Backups of virtual machines on some hosts could be accessed or altered by an attacker. While everyone was screaming about Meltdown and Spectre, another urgent security fix was already in progress for many corporate data centers and cloud providers who use products from Dell’s EMC and VMware units. A trio of critical, newly reported vulnerabilities in EMC and VMware backup and recovery tools—EMC Avamar, EMC NetWorker, EMC Integrated Data Protection Appliance, and vSphere Data Protection—could allow an attacker to gain root access to the systems or to specific files, or inject malicious files into the server’s file system. These problems can only be fixed with upgrades. While the EMC vulnerabilities were announced late last year, VMware only became aware of its vulnerability last week.
The first of the vulnerabilities, designated in MITRE’s Common Vulnerabilities and Exposures (CVE) list as CVE-2017-15548, allows an attacker to gain root access to the servers. This would potentially give someone direct access to backups on the server, allowing them to retrieve images of virtual machines, backed-up databases, and other data stored within the affected systems.
The second vulnerability, CVE-2017-15549, makes it possible for an attacker to potentially upload malicious files into “any location on the server file system” without authentication.
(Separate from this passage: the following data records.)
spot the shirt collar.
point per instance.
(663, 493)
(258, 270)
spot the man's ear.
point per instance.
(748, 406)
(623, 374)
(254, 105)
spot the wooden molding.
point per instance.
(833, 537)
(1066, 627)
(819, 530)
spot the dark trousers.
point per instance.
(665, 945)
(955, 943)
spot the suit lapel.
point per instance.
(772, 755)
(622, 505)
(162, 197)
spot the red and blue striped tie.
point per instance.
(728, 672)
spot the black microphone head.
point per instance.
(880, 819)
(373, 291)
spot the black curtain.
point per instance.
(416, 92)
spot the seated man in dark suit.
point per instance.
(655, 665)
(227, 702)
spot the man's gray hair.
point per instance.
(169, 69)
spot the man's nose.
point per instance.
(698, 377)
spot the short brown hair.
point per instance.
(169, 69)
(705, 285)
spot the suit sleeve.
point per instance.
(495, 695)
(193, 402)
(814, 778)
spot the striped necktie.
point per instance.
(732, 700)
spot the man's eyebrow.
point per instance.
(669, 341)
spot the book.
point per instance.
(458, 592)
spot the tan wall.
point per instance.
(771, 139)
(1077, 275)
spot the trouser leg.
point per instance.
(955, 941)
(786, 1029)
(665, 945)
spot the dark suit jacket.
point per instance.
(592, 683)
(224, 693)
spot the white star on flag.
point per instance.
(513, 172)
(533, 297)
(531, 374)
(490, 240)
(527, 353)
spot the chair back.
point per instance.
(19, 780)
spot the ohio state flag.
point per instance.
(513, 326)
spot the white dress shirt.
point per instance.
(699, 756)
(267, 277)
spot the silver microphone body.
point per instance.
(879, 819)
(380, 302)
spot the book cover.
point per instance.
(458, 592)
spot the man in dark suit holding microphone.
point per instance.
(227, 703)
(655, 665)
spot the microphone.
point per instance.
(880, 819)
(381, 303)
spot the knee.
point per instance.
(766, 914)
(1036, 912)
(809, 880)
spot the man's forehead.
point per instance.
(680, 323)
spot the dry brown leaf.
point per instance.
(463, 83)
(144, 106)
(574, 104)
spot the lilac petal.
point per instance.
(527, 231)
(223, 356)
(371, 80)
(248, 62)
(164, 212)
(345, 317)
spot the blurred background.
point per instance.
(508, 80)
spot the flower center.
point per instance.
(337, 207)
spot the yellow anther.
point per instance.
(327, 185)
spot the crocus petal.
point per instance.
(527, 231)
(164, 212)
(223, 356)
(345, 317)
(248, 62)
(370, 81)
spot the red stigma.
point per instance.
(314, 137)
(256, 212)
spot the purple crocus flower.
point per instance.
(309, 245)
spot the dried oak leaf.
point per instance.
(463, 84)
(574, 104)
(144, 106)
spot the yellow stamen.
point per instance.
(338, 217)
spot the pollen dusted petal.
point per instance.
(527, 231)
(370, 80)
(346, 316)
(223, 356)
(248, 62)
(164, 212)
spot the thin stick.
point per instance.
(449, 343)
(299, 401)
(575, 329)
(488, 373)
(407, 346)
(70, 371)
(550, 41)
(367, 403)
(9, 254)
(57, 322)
And the third, CVE-2017-15550, is a privilege escalation bug that could allow someone with low-level authenticated access to access files within the server. The attacker could do this by using a Web request crafted to take advantage of “path traversal”—moving up and down within the directory structure of the file system used by the application.
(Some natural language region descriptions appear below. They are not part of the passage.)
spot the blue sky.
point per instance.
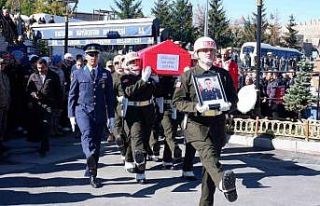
(303, 10)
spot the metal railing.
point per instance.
(306, 129)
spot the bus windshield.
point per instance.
(248, 49)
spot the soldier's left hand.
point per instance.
(225, 106)
(145, 74)
(110, 124)
(155, 78)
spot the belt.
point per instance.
(167, 101)
(140, 103)
(211, 113)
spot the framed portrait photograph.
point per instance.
(209, 90)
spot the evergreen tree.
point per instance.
(182, 28)
(218, 24)
(298, 96)
(274, 30)
(290, 37)
(2, 3)
(128, 9)
(161, 10)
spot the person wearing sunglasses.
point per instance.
(90, 106)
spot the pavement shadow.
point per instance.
(267, 164)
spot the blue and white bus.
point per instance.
(250, 48)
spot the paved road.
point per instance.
(265, 178)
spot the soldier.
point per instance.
(118, 131)
(210, 92)
(139, 89)
(205, 128)
(90, 96)
(168, 119)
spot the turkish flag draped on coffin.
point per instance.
(165, 58)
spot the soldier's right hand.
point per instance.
(145, 74)
(202, 108)
(73, 123)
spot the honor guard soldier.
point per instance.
(118, 130)
(91, 95)
(205, 128)
(168, 119)
(139, 90)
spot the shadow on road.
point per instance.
(265, 161)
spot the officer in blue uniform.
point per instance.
(90, 105)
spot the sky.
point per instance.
(303, 10)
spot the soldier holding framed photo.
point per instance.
(205, 128)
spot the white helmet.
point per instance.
(204, 43)
(130, 57)
(117, 59)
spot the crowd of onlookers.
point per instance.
(270, 61)
(20, 100)
(17, 101)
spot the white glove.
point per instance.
(225, 106)
(145, 74)
(202, 108)
(120, 99)
(110, 124)
(155, 78)
(73, 123)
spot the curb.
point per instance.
(298, 145)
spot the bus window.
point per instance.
(248, 49)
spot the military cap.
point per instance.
(131, 56)
(92, 48)
(109, 63)
(117, 59)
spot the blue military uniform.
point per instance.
(91, 102)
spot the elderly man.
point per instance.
(45, 93)
(91, 95)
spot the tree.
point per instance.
(237, 38)
(128, 9)
(290, 37)
(2, 3)
(218, 24)
(250, 30)
(27, 7)
(161, 10)
(182, 28)
(274, 30)
(199, 18)
(298, 97)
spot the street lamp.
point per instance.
(259, 5)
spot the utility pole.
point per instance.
(258, 56)
(66, 20)
(206, 20)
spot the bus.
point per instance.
(277, 51)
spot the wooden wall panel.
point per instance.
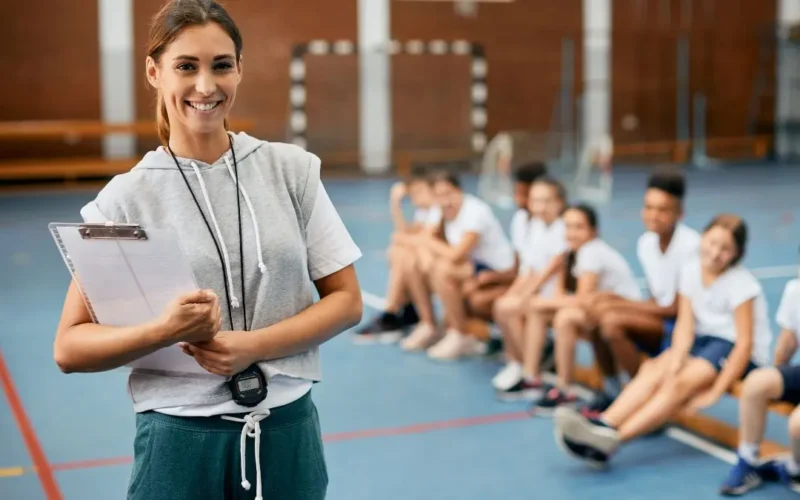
(523, 43)
(269, 30)
(52, 58)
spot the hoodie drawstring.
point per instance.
(261, 266)
(234, 300)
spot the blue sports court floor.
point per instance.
(397, 426)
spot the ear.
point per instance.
(152, 71)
These attacks require access to the network that the servers run on, so it may not be possible in most cases to execute attacks from the Internet—at least if the backup systems run in a network partitioned from the Internet. But these vulnerabilities could create opportunities for attackers who’ve managed to get a foothold in data centers via other exploits. And, unfortunately, as security researcher Davi Ottenheimer pointed out, there are hundreds of these systems exposed to the Internet—including more than a hundred of them in Ukraine, China, and Russia.
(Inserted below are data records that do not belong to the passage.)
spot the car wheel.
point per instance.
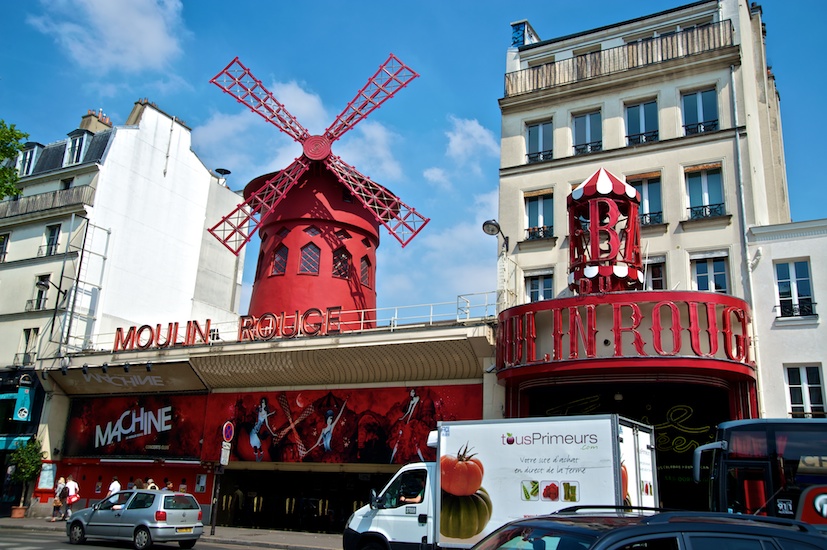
(77, 535)
(142, 539)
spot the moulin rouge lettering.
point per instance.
(712, 328)
(312, 322)
(134, 423)
(147, 336)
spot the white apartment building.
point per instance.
(110, 232)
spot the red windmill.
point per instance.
(318, 249)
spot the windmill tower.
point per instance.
(319, 218)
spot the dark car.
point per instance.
(653, 531)
(140, 516)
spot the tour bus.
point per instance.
(770, 467)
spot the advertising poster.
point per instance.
(168, 426)
(356, 425)
(505, 470)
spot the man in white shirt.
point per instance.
(114, 487)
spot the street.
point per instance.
(17, 539)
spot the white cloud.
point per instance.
(469, 143)
(103, 35)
For those familiar with the architecture of these products, the vulnerabilities may not be a surprise—EMC Avamar and the other applications use Apache Tomcat, which was patchedmultiple times last year to address critical security vulnerabilities. However, it’s not clear whether these patches were incorporated into earlier updates of the EMC and VMware products or if any of the bugs just fixed in updates of the EMC/VMware products were Tomcat related.